The Risks of Driving Without Insurance
If the police have ever pulled you over, they have likely asked for proof of auto insurance. However, if you didn’t have auto insurance, you might have found yourself in hot water.
Driving without auto insurance is against the law for most drivers in most states. Therefore, getting coverage should be part of every driver’s household budget. If you fail to get auto insurance, you run the risk of facing civil penalties, as well as personal safety risks.
The Penalties of Going without Car Insurance
First, let’s think about auto insurance in a general sense. Your policy means to protect you if you or your vehicle sustain damages in an accident. It can also help you if you compensate someone else who sustained injuries in an accident where you were at-fault. Without insurance, you might have to pay these costs out-of-pocket. That could easily put your finances in a lurch.
You will likely also face many lawful penalties as a result of not carrying coverage. These may include:
License suspensions of varying periods
Fines, including fees to reinstate your license
Jail time for serious or habitual offenders
Increased insurance prices when you attempt to enroll in coverage. Some insurers might even refuse to cover drivers who have a lapse in coverage.
One particular penalty for driving without insurance is the SR-22 certificate. SR-22s are forms that attach to your existing auto insurance policy. They verify for your state’s authorities that you have an active car policy. SR-22s usually stay on your record for a couple of years. Most SR-22 states require insurers to notify them if SR-22 carrier lets their policy lapse. A lapse in an active SR-22 policy will likely trigger further penalties.
So, if you are get an SR-22 penalty, immediately contact your car insurance agent. Your agent can help you make any policy adjustments required to file the SR-22. Keep in mind that some states do not have SR-22 penalties. However, if you move from an SR-22 state to a non-SR-22 state, your SR-22 will likely stay on your driving record.
The Insurance You Need
If you register your car in a given state, you will have to meet its minimum coverage requirements. For example, in Texas, you will need:
Bodily injury liability: $30,000 per person
Bodily injury liability: $60,000 per accident
Property damage liability: $25,000 per accident
Your liability coverage will protect you in case you cause damage to others. For example, you might be at-fault in an accident that injuries someone else. That person might have medical bills, lost time at work, and other financial hardships as a result. Your liability policy might help you pay for the legal costs, medical bills or vehicle damage that person sustains.
Nevertheless, most drivers need more coverage than just minimum liability protection. Usually, drivers invest in comprehensive and collision protection. These policy elements can help drivers pay for damage to their own vehicles. Other types of protection might include personal injury protection (PIP). It can help drivers afford their own medical bills in case of an accident. Contact your auto insurance agent to discuss more of your auto insurance needs.
Never drive without insurance, and don’t wait for an SR-22 or other penalty to come along to spur you to get coverage. If you consistently drive covered, you will likely be able to save on your policy costs. Insurers frequently offer more affordable rates to drivers who maintain continuous coverage.
Keep these tips in mind to help set up your car insurance:
Work with an independent insurance agent. Independent agents can often research the policy options of multiple insurance providers. They can often find you the most affordable coverage with benefits and discounts.
Choose appropriate coverage levels. Your vehicle and driving risks are unique. You will need to carry limits that reflect the value of your vehicle, as well as liabilities you pose to others.

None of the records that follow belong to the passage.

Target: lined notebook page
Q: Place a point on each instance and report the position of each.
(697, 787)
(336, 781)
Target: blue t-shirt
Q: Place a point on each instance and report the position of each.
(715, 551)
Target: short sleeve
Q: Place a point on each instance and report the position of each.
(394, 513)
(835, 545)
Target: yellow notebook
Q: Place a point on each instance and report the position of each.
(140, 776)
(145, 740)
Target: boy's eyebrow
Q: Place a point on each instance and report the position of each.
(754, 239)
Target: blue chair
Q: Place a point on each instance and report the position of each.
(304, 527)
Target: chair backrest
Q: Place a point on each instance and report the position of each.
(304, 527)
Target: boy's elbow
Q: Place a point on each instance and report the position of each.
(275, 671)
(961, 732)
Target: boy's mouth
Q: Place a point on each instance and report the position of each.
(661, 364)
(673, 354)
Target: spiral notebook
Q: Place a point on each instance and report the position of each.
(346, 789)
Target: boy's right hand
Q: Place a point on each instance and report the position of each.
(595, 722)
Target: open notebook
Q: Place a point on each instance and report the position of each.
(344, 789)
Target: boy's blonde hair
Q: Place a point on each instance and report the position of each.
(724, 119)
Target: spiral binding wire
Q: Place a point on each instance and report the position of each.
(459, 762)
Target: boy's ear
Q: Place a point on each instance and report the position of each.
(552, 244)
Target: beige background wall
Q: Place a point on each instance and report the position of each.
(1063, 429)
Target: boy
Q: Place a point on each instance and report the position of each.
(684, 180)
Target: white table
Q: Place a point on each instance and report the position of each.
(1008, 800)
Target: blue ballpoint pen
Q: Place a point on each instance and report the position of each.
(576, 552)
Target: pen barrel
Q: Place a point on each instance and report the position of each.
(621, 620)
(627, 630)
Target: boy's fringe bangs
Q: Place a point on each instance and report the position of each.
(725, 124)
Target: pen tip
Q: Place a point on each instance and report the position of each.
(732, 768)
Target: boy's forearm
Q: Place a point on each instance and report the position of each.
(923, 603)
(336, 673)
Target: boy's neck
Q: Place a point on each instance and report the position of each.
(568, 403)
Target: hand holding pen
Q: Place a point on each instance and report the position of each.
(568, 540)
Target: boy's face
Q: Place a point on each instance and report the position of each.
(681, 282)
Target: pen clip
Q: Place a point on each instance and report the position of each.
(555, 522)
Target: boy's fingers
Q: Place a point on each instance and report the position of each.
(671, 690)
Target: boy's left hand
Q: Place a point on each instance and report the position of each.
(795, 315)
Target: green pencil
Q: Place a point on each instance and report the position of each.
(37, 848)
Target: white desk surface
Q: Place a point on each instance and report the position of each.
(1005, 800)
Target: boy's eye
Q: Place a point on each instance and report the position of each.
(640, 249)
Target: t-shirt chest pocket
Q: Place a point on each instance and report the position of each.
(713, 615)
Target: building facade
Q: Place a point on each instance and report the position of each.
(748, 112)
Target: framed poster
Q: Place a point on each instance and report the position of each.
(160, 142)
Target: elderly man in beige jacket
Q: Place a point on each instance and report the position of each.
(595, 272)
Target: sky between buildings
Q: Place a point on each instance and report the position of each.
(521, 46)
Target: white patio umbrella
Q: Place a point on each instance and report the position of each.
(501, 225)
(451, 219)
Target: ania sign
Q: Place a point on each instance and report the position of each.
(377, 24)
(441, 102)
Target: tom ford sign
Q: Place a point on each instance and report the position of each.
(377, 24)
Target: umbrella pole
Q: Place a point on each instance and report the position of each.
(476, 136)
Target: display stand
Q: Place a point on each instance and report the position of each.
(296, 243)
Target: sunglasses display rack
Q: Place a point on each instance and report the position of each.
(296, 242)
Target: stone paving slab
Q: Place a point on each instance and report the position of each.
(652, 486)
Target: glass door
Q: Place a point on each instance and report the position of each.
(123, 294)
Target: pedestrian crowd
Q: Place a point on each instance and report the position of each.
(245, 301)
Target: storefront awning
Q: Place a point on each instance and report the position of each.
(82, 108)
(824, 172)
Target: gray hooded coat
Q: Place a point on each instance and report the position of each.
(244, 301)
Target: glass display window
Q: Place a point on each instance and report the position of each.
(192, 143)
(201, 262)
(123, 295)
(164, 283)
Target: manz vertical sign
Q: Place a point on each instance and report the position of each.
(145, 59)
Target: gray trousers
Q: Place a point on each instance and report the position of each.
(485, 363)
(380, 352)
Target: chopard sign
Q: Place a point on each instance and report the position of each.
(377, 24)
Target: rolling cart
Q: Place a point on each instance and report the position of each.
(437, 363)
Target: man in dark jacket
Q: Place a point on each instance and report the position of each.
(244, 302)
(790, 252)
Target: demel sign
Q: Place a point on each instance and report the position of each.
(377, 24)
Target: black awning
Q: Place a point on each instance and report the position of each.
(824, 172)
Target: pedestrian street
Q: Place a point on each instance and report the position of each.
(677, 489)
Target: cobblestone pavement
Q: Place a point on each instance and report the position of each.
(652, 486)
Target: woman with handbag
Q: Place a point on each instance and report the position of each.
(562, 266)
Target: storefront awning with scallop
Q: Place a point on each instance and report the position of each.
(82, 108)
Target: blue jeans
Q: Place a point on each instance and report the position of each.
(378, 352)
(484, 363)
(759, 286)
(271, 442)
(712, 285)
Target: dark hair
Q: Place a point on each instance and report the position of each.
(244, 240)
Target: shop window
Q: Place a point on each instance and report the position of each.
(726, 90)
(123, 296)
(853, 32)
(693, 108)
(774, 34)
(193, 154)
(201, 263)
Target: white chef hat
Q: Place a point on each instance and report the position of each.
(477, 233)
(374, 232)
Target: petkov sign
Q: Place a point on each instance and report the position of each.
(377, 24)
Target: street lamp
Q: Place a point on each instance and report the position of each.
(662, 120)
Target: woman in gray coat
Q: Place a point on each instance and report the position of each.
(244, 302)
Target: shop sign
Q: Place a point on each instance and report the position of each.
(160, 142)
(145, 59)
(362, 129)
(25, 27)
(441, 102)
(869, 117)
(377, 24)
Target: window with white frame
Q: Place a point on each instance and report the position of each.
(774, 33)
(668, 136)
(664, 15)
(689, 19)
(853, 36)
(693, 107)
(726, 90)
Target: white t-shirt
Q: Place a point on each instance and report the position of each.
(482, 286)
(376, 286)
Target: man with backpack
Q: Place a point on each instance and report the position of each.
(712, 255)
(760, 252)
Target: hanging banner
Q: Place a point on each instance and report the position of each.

Your agent can help you determine coverage that’s adequate for your needs and that comes at a good value.
Set your deductible with care. The deductible is the money you will pay for a claim before your insurance covers some or all of the rest of the costs. Often, if you increase your deductible, your auto insurer will decrease your policy costs. Therefore, choose a deductible that’s as high as you can reasonably afford to pay out of pocket.
Ask about policy discounts. Many insurers offer discounts on their services for drivers who maintain continuous coverage. You also can usually qualify for a variety of other discounts. Ask your agent which types are available.
By selecting strong, affordable coverage, you can prevent the negative effects of driving without insurance. Remember, your policy is only as good as its costs. Therefore, you should make sure you can always afford your coverage. Talk to your agent about the best way to protect yourself with a comprehensive policy.